To understand my weariness and cynicism, you must understand that there are insufficient Dommes in this world, that most of those are already committed to slaves and submissives, that of those remaining many are -- well -- not to everyone's tastes. Not that I am to everyone's taste, I might add, but I'm relatively young and still manage to look pretty good in a pvc catsuit and high boots.
And I like to make people come. Male, female, doesn't really worry me. Of course, I do have some preferences. I like my sluts pretty -- male or female -- and I have widely varying tastes. Love tall thin blondes (male) and shorter curvier blondes (female). Adore pretty Japanese girls and studly Italian boys. As long as they will get on their knees for me, we'll get along just fine.
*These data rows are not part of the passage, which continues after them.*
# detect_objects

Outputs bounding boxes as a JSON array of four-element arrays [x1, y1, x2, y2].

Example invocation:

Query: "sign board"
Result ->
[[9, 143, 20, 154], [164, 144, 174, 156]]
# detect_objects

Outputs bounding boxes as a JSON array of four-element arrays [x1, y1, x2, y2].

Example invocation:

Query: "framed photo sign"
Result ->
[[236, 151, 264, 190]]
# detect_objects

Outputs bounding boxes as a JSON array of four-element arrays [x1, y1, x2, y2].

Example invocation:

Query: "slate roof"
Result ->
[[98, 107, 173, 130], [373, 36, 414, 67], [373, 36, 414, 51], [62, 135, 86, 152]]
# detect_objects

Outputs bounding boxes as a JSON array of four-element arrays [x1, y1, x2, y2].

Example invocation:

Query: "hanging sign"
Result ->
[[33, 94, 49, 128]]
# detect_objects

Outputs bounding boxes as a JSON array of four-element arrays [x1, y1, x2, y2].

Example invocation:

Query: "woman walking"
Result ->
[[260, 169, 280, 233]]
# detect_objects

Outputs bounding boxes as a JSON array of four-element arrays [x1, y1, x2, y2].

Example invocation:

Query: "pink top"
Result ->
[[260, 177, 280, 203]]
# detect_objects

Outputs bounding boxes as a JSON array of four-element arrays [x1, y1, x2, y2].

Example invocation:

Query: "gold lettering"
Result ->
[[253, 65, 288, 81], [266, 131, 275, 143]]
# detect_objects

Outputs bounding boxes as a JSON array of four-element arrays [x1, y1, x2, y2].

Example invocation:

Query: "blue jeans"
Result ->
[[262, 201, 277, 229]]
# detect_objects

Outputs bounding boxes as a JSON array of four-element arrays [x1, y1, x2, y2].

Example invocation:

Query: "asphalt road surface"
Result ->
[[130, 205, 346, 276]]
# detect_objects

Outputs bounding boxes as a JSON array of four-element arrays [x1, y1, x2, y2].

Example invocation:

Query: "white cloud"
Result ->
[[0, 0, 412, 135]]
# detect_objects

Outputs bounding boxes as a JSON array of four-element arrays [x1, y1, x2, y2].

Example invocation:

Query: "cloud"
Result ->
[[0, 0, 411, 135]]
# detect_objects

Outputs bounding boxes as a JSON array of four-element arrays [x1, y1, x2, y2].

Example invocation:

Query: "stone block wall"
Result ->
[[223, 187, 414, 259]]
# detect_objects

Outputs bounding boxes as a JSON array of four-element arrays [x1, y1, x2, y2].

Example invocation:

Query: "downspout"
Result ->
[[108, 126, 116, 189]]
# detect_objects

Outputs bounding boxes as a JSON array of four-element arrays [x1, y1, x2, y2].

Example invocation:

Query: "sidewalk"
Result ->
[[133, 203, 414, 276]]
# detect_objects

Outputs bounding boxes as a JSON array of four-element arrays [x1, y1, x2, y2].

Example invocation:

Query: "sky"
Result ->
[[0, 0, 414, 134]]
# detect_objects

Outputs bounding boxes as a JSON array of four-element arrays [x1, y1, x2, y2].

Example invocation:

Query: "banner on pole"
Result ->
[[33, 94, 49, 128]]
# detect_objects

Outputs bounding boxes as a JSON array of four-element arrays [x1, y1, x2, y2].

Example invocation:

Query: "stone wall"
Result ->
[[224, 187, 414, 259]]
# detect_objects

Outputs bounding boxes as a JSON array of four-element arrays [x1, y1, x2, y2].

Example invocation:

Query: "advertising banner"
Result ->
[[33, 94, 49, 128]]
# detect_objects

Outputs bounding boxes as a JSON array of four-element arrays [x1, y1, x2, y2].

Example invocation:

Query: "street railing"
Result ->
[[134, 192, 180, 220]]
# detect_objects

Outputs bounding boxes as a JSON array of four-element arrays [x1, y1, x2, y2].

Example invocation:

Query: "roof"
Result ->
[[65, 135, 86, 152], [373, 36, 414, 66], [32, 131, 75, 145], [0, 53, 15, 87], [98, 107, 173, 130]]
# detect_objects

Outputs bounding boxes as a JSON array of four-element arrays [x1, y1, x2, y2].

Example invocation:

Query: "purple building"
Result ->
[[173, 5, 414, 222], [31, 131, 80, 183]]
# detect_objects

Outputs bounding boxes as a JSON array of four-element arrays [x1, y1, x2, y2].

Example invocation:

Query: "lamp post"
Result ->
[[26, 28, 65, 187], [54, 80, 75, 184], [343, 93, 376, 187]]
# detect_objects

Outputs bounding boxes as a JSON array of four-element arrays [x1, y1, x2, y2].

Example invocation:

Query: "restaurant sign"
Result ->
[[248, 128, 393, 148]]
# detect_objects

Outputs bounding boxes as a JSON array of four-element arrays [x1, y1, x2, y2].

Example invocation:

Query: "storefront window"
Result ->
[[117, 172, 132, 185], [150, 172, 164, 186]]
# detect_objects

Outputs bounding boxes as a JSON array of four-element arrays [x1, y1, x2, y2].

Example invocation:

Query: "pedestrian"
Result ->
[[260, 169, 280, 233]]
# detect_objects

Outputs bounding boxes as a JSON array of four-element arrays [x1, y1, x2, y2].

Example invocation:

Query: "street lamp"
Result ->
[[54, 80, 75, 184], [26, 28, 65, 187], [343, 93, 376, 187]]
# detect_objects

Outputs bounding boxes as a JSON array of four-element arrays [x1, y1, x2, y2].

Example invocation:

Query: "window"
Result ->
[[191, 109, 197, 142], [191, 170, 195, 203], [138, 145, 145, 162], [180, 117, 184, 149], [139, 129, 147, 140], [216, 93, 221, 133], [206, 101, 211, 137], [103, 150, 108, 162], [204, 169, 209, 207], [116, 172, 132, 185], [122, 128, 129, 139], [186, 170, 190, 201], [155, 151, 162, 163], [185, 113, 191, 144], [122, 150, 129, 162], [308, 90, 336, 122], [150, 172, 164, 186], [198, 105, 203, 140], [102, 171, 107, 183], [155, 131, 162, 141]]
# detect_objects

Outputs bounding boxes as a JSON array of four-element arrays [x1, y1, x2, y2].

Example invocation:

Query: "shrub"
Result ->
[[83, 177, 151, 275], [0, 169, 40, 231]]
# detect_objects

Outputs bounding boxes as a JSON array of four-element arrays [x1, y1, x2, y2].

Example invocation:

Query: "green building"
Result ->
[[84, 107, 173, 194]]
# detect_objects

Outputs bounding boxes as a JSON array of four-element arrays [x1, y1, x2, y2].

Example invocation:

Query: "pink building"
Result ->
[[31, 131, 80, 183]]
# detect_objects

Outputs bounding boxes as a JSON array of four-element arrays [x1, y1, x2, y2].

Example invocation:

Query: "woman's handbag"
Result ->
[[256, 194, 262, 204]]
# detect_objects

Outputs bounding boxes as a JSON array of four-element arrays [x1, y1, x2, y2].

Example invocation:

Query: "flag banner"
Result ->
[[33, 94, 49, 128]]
Their personality? Well, there we have a problem.
I'm attracted to the unattainable. I want the brat, the tease, the one who keeps me wanting something that I have to fight to get. The one with hidden depths, the one who plays up a bit, who (while leaving me in doubt that I am their Mistress) manages to keep me intrigued, abashed and often frustrated and angry.
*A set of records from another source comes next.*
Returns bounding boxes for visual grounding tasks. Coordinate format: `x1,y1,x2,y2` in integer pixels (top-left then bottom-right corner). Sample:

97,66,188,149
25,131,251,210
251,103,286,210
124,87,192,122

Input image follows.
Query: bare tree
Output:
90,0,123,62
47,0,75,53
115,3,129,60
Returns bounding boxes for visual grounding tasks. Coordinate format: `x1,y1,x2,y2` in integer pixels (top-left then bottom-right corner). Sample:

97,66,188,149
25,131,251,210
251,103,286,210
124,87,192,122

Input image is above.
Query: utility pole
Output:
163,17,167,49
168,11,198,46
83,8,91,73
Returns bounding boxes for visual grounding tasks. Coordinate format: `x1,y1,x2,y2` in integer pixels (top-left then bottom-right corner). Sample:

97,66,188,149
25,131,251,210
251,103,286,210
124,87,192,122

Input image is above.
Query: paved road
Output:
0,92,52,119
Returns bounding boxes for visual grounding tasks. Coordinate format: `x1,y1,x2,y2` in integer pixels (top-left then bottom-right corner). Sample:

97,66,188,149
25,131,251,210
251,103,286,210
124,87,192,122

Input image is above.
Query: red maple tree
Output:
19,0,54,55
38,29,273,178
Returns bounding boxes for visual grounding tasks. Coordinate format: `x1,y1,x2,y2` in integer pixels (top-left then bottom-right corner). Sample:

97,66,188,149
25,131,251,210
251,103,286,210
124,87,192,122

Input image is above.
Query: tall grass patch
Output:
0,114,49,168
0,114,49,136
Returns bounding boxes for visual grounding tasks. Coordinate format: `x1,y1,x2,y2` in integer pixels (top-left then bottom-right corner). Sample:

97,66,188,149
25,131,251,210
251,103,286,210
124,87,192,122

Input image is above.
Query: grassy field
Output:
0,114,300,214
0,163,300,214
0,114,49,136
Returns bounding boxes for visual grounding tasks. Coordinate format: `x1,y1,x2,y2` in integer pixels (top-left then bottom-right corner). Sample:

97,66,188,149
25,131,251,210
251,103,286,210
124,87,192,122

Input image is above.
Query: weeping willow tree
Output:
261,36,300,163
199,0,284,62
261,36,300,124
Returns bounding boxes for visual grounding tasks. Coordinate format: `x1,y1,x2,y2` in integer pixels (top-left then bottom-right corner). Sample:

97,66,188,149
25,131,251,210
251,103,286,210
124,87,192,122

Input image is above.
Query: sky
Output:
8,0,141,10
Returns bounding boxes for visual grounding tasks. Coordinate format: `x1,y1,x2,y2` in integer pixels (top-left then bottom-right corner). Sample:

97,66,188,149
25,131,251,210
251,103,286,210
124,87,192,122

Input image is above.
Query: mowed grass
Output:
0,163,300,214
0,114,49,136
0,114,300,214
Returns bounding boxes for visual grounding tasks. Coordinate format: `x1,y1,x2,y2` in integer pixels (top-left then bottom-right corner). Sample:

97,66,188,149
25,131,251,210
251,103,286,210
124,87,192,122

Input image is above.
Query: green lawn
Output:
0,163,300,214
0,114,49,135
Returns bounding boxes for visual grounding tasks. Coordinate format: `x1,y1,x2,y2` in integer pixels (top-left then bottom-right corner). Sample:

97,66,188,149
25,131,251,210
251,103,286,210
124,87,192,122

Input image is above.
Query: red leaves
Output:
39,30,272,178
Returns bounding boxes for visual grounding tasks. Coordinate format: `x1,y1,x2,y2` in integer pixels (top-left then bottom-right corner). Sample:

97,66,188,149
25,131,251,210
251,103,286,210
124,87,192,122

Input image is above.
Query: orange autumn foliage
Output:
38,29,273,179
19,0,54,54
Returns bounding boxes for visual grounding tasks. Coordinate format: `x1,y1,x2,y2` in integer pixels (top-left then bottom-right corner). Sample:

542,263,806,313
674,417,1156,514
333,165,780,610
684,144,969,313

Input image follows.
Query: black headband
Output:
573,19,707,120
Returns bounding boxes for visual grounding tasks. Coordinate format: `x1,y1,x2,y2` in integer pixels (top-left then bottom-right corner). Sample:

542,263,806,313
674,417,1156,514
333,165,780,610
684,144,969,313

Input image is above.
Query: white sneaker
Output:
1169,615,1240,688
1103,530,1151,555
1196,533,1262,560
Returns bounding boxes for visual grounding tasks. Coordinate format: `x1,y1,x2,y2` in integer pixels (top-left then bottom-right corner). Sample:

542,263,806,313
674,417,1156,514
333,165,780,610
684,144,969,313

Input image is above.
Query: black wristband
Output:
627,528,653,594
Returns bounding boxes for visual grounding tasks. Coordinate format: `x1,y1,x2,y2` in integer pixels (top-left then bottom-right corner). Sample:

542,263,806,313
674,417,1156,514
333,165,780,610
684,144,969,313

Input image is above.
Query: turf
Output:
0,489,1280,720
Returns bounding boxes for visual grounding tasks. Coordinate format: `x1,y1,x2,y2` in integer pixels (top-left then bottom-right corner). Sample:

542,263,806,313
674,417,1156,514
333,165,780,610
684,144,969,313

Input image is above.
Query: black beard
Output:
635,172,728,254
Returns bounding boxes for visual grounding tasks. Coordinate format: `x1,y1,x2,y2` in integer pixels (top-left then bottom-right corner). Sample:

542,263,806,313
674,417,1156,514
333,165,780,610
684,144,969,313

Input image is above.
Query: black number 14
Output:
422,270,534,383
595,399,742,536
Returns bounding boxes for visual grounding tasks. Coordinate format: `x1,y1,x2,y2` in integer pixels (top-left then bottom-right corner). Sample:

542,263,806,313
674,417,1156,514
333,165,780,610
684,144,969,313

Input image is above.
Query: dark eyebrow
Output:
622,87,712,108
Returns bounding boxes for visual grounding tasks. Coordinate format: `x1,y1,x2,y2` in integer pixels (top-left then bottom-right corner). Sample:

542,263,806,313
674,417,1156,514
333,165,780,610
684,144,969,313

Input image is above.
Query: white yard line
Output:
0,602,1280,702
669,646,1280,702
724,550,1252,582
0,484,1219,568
Yes, I know it's contradictory, but honestly, as my boy Adam once said to me, a package isn't interesting if someone else has already unwrapped it. He was talking about the mostly undressed girls outside clubs in Sydney at the time, but he had a point. I'm not interested in a package everyone else has unwrapped.
Oh, I don't want a virgin. Who does, these days? The responsibility, the stress ... no, but I do want someone with a brain. With a will to match mine and an imagination to pique my curiosity and drive me to greater heights myself. I want someone who obsesses me, because I obsess them, in a way they've never felt before and never will again.